Он приоткрыл один глаз, успел увидеть каменистый склон перед собой и сразу ослеп от боли. Ни дорог, ни зданий. Невозможно понять, прошлое это или будущее. Уродливая картина.
За спиной истошно визжали эмпаты. Он вслепую пополз обратно к капсуле. Стискивая зубы. Приливы соли во рту — он прокусил себе язык. Камни словно резали ему руки, хотя ран вроде бы нет. Только боль — боль от каждого нервного окончания.
«Аманда», — простонал он, но ее не было. Он полз, извиваясь, как червяк на булавке, — к капсуле, где ждало сладостное утешение, блаженство отсутствия боли. Где-то крикнула птица, пронзив его барабанные перепонки. Друзья охнули:
— Торопись!
Птица ли это? Он рискнул обернуться. Бурый силуэт выглядывал из-за скалы.
Но он не успел понять, обезьяна это или человек, мужчина или женщина, — незнаемая ранее боль почти вырвала ему мозг. Он беспомощно корчился под собственный крик. Существо его вида. Конечно, это главное — это должно причинять самую сильную боль. Нет у него надежды остаться здесь.
— Не надо! Не надо! Скорей!
Он, рыдая, полз ко Дворцу Любви. Запах раздавленных цветов терзал горло. Бархатцы, подумал он. За агонией маячила навеки потерянная сладость.
Он коснулся стенки капсулы, задыхаясь, — бритвенные лезвия в легких. Этот пыточный воздух — настоящий. Его кошмарная Земля — настоящая.
— ВНУТРЬ, БЫСТРО!
— Пожалуйста, пожа… — бессловесно умолял он, кое-как подтягиваясь кверху.

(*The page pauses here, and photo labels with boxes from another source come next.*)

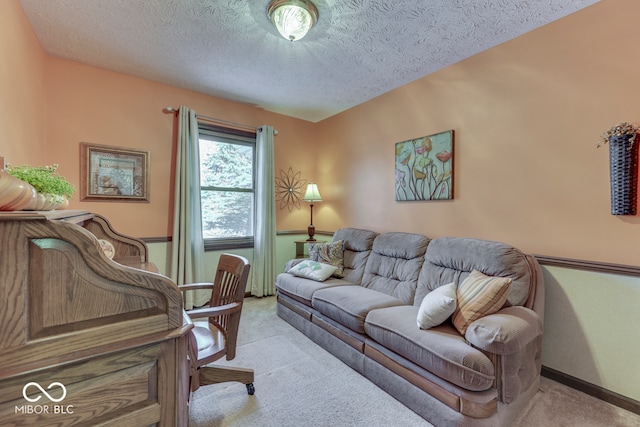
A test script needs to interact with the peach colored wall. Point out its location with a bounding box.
[45,56,314,237]
[0,0,46,165]
[315,0,640,265]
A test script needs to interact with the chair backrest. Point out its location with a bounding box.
[209,254,251,360]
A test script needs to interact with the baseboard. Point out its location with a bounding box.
[542,366,640,415]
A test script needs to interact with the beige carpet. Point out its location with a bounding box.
[190,297,640,427]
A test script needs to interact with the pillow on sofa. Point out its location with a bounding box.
[453,270,512,335]
[287,260,337,282]
[418,283,457,329]
[307,240,344,279]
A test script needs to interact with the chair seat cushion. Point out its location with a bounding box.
[364,306,495,391]
[193,320,224,354]
[312,285,404,333]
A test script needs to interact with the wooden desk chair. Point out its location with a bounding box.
[179,254,255,394]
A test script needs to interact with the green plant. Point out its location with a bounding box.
[6,164,76,198]
[596,122,640,147]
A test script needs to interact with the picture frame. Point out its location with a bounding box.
[80,142,150,202]
[395,130,454,202]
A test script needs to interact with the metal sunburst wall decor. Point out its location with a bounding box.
[276,168,307,212]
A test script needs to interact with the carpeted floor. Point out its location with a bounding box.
[190,297,640,427]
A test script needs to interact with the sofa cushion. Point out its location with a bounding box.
[362,232,429,304]
[452,270,511,335]
[333,227,378,285]
[312,285,404,333]
[307,240,344,279]
[413,237,536,306]
[417,283,457,329]
[364,306,495,391]
[276,273,353,307]
[287,260,337,282]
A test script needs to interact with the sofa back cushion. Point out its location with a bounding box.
[333,227,378,285]
[413,237,536,306]
[362,232,429,304]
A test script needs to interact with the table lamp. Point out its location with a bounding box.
[302,182,322,242]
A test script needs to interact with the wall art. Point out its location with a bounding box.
[276,168,307,212]
[395,130,453,201]
[80,142,149,202]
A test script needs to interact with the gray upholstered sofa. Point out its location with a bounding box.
[276,228,544,427]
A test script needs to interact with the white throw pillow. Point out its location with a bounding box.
[287,260,338,282]
[418,283,456,329]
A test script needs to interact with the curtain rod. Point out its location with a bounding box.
[162,107,278,135]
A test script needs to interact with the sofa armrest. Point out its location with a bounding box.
[465,306,542,355]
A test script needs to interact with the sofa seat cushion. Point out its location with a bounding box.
[364,306,495,391]
[276,273,353,307]
[312,285,404,333]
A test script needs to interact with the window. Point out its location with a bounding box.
[199,124,256,249]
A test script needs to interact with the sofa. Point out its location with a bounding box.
[276,227,544,427]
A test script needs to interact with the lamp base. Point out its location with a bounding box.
[307,224,316,242]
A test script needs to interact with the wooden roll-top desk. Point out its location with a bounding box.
[0,211,192,427]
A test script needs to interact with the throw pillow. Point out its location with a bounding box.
[453,270,512,335]
[307,240,344,279]
[418,283,457,329]
[287,260,336,282]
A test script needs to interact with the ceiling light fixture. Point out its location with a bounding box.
[267,0,318,41]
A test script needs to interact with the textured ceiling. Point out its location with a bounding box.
[20,0,598,122]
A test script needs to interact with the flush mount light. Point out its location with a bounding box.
[267,0,318,41]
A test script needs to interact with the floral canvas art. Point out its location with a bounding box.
[396,130,453,201]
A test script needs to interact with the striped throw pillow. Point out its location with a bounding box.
[452,270,512,335]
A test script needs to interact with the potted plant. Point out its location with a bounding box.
[6,164,76,210]
[597,122,640,215]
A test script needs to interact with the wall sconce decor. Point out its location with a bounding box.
[597,122,640,215]
[302,182,322,242]
[276,168,307,212]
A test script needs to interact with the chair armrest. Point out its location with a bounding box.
[187,302,242,319]
[178,282,213,291]
[465,306,542,355]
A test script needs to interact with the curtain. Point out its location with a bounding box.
[171,106,209,309]
[251,126,276,297]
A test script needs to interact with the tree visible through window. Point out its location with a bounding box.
[199,125,255,247]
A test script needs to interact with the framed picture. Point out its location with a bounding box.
[80,142,149,202]
[395,130,453,201]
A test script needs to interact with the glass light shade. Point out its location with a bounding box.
[302,182,322,203]
[267,0,318,41]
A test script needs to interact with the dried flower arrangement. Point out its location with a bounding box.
[596,122,640,148]
[6,164,76,198]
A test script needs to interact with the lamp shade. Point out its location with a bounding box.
[267,0,318,41]
[302,182,322,203]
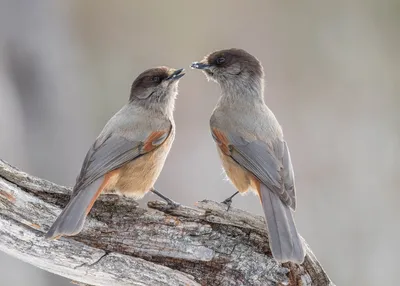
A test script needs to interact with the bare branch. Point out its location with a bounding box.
[0,160,333,286]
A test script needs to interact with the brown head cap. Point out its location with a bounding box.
[191,48,264,80]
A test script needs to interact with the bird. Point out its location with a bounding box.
[45,66,185,239]
[191,48,305,264]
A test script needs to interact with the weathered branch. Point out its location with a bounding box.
[0,160,333,286]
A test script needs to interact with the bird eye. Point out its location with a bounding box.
[217,57,225,65]
[151,76,161,82]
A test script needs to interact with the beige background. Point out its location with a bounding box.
[0,0,400,286]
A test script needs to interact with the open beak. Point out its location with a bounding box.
[190,62,211,70]
[166,69,185,80]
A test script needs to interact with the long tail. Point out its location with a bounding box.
[45,178,104,239]
[260,184,305,264]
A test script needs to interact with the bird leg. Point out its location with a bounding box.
[222,192,239,211]
[151,188,181,208]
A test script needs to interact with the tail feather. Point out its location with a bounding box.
[45,178,103,239]
[260,184,305,264]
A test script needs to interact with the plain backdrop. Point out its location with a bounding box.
[0,0,400,286]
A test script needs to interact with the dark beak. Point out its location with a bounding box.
[190,62,211,70]
[166,69,185,80]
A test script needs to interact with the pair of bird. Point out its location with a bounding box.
[46,49,305,264]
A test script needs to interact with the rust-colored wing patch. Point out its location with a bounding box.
[143,130,168,152]
[212,128,231,156]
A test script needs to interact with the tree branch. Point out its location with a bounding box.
[0,160,334,286]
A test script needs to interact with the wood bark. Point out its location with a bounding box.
[0,160,334,286]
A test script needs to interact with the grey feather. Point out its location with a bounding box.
[73,134,143,195]
[45,178,103,238]
[222,134,305,264]
[46,128,171,238]
[228,134,296,208]
[260,184,305,264]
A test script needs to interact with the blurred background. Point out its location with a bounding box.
[0,0,400,286]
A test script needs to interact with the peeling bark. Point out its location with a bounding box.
[0,160,334,286]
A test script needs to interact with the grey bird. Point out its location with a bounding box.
[46,67,184,239]
[191,49,305,264]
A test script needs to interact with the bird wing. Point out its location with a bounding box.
[212,128,296,210]
[73,123,172,195]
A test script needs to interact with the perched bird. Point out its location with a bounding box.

Плотно зажмурившись, он шарил в поисках люка. Настоящее земное солнце поливало кожу кислотой.
Люк! По ту сторону — облегчение, там он всегда будет Не-Болит. Ласки… радость… зачем он хотел все это покинуть? Пальцы наткнулись на край люка.
Он встал, повернулся, открыл оба глаза.
Очертания сухой ветки словно хлестнули по лицу, отпечатавшись на глазных яблоках. Рваные, безобразные. Эфемерные. Но настоящие…
Жить в непрестанной боли?
— Мы не можем ждать! — взвыл Галаго.
Он представил себе золотое тело, летящее сквозь световые годы в поисках наслаждений. Руки чудовищно тряслись.
— Тогда летите! — рявкнул он и оттолкнулся от Дворца Любви.
За спиной раздался хлопок.
Он остался один.
Он успел сделать несколько шагов и упал.
Я буду ждать тебя, когда потушат свет и сольют воду
(рассказ, перевод Т. Боровиковой)
I’ll Be Waiting for You When the Swimming Pool Is Empty. Рассказ опубликован в 1971 г. в антологии Protostars («Протозвезды»), включен в сборник Ten Thousand Light-Years from Home («В десяти тысячах световых лет от дома», 1973).
Каммерлинг был славный юноша из породы землян (то есть с планеты Ню звездной системы Грумбридж-34), и на традиционный «год скитаний» предки подарили ему звездный корабль-купе «Галхонда-990». Но Каммерлинг не попадал в интервал «медиана плюс-минус сигма» — он не только отправился в путь один, но и маршрут проложил через самые края звездных карт, в места, где хостелы даже не имели рейтингов (или вовсе не существовали). Так он и оказался первым представителем земной цивилизации (во всяком случае, первым за много-много лет), ступившим на планету Годольф IV.